As LLMs become more powerful, avoiding hallucinations has proven stubbornly difficult. Even the smartest models make errors, and while there are ways to catch these errors, the industry is still figuring out the best method.
Perhaps the company, which has raised $9 million in seed funding from Andreessen Horowitz, is trying to build a more rigorous way to catch such errors.
As founder Peter Elias (pictured above) puts it, the company’s goal is to prevent hallucinations and simple factual errors from reaching users and to achieve 99.99% accuracy, which is common in deterministic systems but much harder to achieve in AI. As a result, bringing LLM to that level of accuracy requires rethinking many of the fundamental assumptions of AI engineering.
Perhaps your first product will be a data science tool built to generate fast answers from complex data sets. Each result is provided with a citation and audit trail of how it was developed, a practice that is increasingly common in AI tools.
But preventing errors from entering these summaries required a sophisticated harnessing system that Elias describes as a “data science machine suit.” The LLM’s first-pass answers are checked against a deterministic validator system, which returns all results that do not match the dataset. Crucially, LLM has trained verifiers and the entire system is optimized for fast and accurate answers, the company said.
“What we learned from building this is that the better the harness engineering, the weaker the model can be,” says Elias. “If you can refine the context sufficiently, the model doesn’t have to work as hard to do the right thing. Basically, it’s an exercise in reducing ambiguity.”
This allows Maybe’s data science tools to run on much smaller AI models. Elias says the current version runs on a model that is “four classes weaker than the frontier model.” This means it can run on local hardware (i.e. desktop computers instead of data centers), drastically reducing the token costs associated with using AI.

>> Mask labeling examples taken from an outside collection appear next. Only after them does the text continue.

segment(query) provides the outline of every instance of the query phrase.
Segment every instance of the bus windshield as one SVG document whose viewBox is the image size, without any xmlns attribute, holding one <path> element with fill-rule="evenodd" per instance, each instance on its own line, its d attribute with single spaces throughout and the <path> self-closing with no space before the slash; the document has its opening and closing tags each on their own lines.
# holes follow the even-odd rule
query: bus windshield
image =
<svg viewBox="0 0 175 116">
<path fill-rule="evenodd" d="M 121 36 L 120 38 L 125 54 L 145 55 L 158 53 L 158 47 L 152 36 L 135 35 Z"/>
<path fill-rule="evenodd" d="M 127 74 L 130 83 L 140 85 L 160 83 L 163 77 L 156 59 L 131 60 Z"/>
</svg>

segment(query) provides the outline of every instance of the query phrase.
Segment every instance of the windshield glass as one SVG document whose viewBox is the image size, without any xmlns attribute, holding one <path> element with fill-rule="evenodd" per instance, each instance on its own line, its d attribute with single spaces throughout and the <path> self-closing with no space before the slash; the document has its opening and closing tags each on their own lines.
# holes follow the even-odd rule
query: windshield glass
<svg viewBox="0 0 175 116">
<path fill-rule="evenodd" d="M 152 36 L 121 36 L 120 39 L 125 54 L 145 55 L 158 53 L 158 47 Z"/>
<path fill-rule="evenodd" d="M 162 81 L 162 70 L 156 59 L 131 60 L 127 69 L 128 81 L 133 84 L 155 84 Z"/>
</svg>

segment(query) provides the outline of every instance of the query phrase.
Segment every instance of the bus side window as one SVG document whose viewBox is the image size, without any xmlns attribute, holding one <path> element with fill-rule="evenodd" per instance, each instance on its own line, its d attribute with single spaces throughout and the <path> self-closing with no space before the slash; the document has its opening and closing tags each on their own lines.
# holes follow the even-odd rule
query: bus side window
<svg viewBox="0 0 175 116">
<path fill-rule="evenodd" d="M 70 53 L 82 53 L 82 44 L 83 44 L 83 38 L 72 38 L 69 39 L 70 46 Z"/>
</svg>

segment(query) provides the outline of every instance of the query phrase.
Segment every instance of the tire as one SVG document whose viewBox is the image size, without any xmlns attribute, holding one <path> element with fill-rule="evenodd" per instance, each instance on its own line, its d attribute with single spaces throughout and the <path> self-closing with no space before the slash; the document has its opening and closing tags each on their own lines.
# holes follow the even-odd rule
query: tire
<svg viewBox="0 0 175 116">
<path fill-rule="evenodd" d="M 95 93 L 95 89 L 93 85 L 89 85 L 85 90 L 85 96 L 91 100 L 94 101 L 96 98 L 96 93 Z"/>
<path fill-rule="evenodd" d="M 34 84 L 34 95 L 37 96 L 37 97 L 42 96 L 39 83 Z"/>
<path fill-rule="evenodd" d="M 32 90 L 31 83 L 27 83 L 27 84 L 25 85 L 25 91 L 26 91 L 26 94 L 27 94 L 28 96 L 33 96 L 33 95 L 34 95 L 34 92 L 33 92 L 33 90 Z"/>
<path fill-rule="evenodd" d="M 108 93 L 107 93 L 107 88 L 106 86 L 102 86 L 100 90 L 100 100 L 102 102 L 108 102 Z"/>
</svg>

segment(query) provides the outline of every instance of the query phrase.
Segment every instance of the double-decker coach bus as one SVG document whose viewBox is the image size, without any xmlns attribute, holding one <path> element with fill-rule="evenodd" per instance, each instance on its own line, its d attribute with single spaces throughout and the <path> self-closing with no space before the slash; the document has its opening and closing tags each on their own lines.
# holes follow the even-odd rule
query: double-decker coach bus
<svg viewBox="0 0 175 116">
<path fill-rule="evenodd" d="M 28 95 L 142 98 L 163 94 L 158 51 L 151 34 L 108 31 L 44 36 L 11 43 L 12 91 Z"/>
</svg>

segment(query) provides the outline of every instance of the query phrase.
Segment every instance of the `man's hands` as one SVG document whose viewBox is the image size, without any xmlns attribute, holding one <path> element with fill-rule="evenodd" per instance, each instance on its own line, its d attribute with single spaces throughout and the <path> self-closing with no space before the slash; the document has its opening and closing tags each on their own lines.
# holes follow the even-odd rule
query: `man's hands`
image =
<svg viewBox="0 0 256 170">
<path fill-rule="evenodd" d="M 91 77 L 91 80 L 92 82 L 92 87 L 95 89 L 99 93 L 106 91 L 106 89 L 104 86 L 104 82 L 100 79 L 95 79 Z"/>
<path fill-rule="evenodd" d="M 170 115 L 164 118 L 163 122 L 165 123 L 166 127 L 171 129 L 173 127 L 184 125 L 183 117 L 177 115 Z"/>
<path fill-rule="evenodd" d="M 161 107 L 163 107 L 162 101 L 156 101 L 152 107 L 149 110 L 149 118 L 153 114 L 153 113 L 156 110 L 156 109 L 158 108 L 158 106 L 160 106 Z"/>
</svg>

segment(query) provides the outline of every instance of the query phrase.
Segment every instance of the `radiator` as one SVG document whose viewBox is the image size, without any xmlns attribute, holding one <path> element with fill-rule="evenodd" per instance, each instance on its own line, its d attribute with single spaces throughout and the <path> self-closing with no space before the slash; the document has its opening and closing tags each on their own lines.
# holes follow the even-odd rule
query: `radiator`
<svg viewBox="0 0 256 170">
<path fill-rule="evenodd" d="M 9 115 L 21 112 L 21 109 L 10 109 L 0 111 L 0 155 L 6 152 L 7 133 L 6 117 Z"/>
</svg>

With token costs rising and many customers reevaluating their AI budgets, this is a welcome idea. And Elias’ ideas don’t end with data science. That’s because the same engine can be extended to use cases like accounting or healthcare (“any use case that is sensitive to precision,” as Elias puts it).
“I think it’s really interesting that no large AI lab has even attempted this,” says Elias. “It’s better not to do that because the more times you have to modify your model, the more money you make.”
If you purchase through links in our articles, we may receive a small commission. This does not affect our editorial independence.